Teaching Materials

auditorium-572776_1920Guerrilla Analytics is already in use in firms and universities. The following outlines a suggested course structure for Guerrilla Analytics as well as complementary courses that can benefit from Guerrilla Analytics assigned reading. Of course, the book cab be read in any order. See here for a list of chapters and topic.

I am happy to provide Guerrilla Analytics further teaching materials to support courses and training. Please contact me for more information or just to let me know you are using Guerrilla Analytics in your courses.

Guerrilla Analytics Course

Data Science needs methodology

There are now many Data Science courses to choose from, both as part of university degrees and private sector training. Data Science is a practitioner’s field and so courses need to incorporate some aspects of operations and methodology in addition to necessary technical skills in machine learning, programming, databases, statistics, experiment design and related fields.

Guerrilla Analytics provides a sound and tested methodology for typical Data Science projects. Projects in industry and research are both dynamic and constrained due to the complex nature of data, changing requirements, limited resources and pressure to quickly deliver value. Guerrilla Analytics provides simple guiding principles and practice tips that help the Data Scientist produce agile, traceable, testable work at every stage of the Data Science workflow from data extraction through to delivery of reports and work products.

Teaching options

As a teacher, you can use Guerrilla Analytics as either a stand-alone module or as reading material for complementary courses.

Stand-alone Module

This is a suggested structure for a Guerrilla Analytics course.
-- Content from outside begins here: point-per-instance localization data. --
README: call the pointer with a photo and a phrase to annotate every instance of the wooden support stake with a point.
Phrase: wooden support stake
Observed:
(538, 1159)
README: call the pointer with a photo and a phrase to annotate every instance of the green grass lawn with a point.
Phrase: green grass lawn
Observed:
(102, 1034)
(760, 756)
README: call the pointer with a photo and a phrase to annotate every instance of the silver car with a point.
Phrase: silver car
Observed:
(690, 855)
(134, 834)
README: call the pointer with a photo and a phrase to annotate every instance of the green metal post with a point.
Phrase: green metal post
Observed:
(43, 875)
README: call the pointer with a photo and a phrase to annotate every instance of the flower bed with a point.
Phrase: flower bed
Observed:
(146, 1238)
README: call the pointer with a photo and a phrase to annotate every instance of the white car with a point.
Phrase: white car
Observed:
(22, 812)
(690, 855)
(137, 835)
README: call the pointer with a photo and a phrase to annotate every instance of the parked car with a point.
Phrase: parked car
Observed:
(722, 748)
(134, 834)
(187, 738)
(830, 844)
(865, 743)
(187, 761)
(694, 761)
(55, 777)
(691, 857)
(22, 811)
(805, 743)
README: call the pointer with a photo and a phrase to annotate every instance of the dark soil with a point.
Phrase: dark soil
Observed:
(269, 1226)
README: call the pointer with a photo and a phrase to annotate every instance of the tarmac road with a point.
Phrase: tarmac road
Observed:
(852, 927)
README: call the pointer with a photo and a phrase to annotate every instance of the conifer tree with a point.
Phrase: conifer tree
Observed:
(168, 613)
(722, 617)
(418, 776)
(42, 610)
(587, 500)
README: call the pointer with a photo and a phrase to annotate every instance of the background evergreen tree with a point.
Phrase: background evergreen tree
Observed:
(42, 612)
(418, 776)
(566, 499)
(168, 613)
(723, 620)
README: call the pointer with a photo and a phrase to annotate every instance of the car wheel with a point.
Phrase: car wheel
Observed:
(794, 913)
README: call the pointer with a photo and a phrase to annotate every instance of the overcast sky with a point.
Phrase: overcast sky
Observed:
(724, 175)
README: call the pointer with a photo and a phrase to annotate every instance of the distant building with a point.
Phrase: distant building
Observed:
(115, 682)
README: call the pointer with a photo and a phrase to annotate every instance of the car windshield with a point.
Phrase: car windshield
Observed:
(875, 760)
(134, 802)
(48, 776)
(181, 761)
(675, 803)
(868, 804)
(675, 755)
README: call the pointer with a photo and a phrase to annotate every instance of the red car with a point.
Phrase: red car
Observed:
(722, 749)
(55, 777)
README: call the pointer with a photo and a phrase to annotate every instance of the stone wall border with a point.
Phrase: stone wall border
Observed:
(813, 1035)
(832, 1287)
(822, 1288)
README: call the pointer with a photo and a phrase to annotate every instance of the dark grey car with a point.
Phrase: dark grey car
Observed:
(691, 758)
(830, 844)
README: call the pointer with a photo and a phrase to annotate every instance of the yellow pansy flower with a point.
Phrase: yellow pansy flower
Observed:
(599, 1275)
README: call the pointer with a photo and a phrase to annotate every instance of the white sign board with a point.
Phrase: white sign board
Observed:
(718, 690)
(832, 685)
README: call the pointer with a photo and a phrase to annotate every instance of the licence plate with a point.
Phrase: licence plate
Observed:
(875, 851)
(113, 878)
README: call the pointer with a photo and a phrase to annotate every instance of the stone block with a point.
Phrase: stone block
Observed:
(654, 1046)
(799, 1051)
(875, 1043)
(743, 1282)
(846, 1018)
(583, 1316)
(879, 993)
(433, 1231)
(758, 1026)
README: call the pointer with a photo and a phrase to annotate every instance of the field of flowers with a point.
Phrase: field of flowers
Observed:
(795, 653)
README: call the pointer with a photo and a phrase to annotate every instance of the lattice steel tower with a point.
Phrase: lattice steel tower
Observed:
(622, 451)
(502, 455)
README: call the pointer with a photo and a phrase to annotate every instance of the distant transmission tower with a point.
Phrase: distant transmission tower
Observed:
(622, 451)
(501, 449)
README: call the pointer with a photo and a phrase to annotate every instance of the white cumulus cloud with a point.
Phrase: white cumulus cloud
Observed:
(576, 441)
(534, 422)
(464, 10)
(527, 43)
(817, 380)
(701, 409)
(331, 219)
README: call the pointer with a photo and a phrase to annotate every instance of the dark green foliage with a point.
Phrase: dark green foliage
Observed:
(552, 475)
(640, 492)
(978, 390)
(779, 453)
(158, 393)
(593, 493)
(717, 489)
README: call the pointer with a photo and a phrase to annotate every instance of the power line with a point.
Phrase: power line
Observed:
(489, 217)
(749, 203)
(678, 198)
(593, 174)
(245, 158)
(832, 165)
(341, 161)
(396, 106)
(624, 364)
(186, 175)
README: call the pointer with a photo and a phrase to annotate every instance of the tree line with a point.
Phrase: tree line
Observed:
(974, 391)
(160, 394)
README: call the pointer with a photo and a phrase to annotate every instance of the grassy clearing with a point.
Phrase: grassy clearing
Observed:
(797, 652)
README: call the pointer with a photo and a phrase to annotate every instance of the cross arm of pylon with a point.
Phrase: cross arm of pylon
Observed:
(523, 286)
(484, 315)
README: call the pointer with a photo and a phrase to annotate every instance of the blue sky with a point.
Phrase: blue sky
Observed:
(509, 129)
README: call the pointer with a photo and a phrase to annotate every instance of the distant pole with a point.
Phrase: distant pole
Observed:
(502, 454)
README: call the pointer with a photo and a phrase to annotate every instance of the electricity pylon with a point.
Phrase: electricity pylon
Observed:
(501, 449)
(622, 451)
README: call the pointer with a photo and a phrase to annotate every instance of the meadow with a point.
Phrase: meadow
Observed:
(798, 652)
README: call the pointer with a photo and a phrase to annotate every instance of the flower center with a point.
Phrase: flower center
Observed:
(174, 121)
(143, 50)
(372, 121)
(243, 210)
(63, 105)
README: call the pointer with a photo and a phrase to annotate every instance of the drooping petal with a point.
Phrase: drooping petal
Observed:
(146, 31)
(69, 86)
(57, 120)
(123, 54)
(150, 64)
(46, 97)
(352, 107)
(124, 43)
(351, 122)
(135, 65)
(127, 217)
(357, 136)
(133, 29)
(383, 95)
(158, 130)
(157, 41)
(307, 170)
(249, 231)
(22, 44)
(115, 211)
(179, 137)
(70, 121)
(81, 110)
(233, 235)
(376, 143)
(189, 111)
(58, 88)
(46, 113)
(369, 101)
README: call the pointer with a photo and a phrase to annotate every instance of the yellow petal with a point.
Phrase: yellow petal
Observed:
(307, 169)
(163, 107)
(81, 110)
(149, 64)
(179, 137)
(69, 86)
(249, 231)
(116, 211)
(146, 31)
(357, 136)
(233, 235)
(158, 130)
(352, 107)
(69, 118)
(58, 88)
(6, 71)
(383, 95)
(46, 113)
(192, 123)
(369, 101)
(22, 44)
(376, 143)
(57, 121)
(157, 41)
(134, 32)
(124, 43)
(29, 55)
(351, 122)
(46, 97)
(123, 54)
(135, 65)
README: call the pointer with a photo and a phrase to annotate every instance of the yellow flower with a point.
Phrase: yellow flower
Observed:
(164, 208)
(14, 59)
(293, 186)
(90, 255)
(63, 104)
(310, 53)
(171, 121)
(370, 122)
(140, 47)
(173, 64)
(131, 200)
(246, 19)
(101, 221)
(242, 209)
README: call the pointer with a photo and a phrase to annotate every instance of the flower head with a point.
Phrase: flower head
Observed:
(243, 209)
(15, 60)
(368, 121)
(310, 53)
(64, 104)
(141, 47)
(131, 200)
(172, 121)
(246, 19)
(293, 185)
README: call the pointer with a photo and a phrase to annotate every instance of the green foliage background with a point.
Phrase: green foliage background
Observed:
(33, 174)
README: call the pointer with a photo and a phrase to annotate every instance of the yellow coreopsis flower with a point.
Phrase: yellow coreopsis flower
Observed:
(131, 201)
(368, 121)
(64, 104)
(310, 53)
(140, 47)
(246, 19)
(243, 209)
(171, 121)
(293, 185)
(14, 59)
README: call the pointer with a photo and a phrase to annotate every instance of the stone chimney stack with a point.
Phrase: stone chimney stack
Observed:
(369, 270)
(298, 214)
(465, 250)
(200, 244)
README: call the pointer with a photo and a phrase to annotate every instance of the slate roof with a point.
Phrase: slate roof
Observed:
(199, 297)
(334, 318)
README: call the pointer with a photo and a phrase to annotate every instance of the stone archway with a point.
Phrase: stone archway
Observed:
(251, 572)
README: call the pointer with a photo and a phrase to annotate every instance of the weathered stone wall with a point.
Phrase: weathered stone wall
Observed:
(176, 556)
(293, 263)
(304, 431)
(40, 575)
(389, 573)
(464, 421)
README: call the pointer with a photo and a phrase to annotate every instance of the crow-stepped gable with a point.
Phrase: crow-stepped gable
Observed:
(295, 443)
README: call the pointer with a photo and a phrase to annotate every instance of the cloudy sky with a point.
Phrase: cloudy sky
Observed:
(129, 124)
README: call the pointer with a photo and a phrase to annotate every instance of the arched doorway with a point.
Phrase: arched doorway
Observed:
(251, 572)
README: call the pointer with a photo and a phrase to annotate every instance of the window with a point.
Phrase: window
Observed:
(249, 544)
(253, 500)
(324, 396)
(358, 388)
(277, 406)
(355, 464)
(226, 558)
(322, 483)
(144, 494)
Expected learning outcomes

After successful completion of the course, the student will be expected to:

  • know the operational risks and challenges to delivery of Data Science work
  • know the 7 Guerrilla Analytics Principles
  • apply Guerrilla Analytics Principles at each stage of the Data Science workflow from data extraction through to reporting

Pre-requisites

While the necessary background from other fields is covered in the course, the student will get most benefit from the course if they have an understanding of databases, types of data, data flows, a programming language such as SQL or Python and software engineering principles such as version control, build automation and testing.

Format

The course is best delivered as a combination of lecture material and parallel exercises relating to a case study referenced in the lectures.

Lecture schedule

Lecture Book chapters Topics covered
Introduction 1, 2, 3
  • Challenges a Data Scientist faces
  • Introduction to Guerrilla Analytics
  • Why Data Science is difficult to manage
  • Risks to delivery
  • Introducing the Guerrilla Analytics Principles
  • Introducing the Guerrilla Analytics workflow
  • Introducing the case study
Data Extraction, Receipt and Load 4, 5, 6
  • Extraction pitfalls and examples
  • Data receipt pitfalls. How to track data received
  • Data loading pitfalls. How to load data, deal with revisions and versions
  • Control totals for data validation
Analytics programming 7, 8
  • Pitfalls and risks when coding
  • How to structure code files
  • How to structure code
  • Linking code to outputs and source data
  • Version control of code
  • How to manipulate data while preserving data provenance
Creating work products and reporting 9, 10
  • Pitfalls and risks
  • How to structure and organise work products
  • Version control
  • Reporting – what is a report?
  • Writing reports that link to analytics
Consolidation  11
  • Why consolidate?
  • Data builds
  • Version control of builds
  • Automation of builds
  • Layering and interfaces
Testing  12, 13, 14, 15
  • What is testing and types of testing
  • Testing data
  • Testing work products
  • Testing builds
  • Automating tests
Round up
  • Review of Guerrilla Analytics and the 7 Principles
  • Review of the case study through
    • data extraction
    • data receipt and loading
    • analytics coding
    • consolidation with a build
    • testing
    • reporting

Complementary courses

Guerrilla Analytics draws on many lessons from Agile Software Development and well-established Software Engineering Practices. The following types of courses would benefit from assigned Guerrilla Analytics reading.

Group projects Students are required to work together to deliver testable, explainable, reproducible data science work including a report.
Machine learning / Statistics / Data Mining Students are developing and running a variety of algorithm versions on a variety of data sets and want to methodically track versions of that work as it evolves.
Data Science Any Data Science course should make reference to proper methodology, the importance of testing and the importance of data provenance.
Data Science Project Management Any course that emphasises how to organise and structure Data Science teams and activities to successfully deliver and to mitigate the risks arising from Data Science complexity.
Agile Analytics Any course that emphasises agile methods for delivery and management of Data Science.
Research Skills Any course in a data related field that covers reproducibility, data provenance, testing and other best practice for scientific research.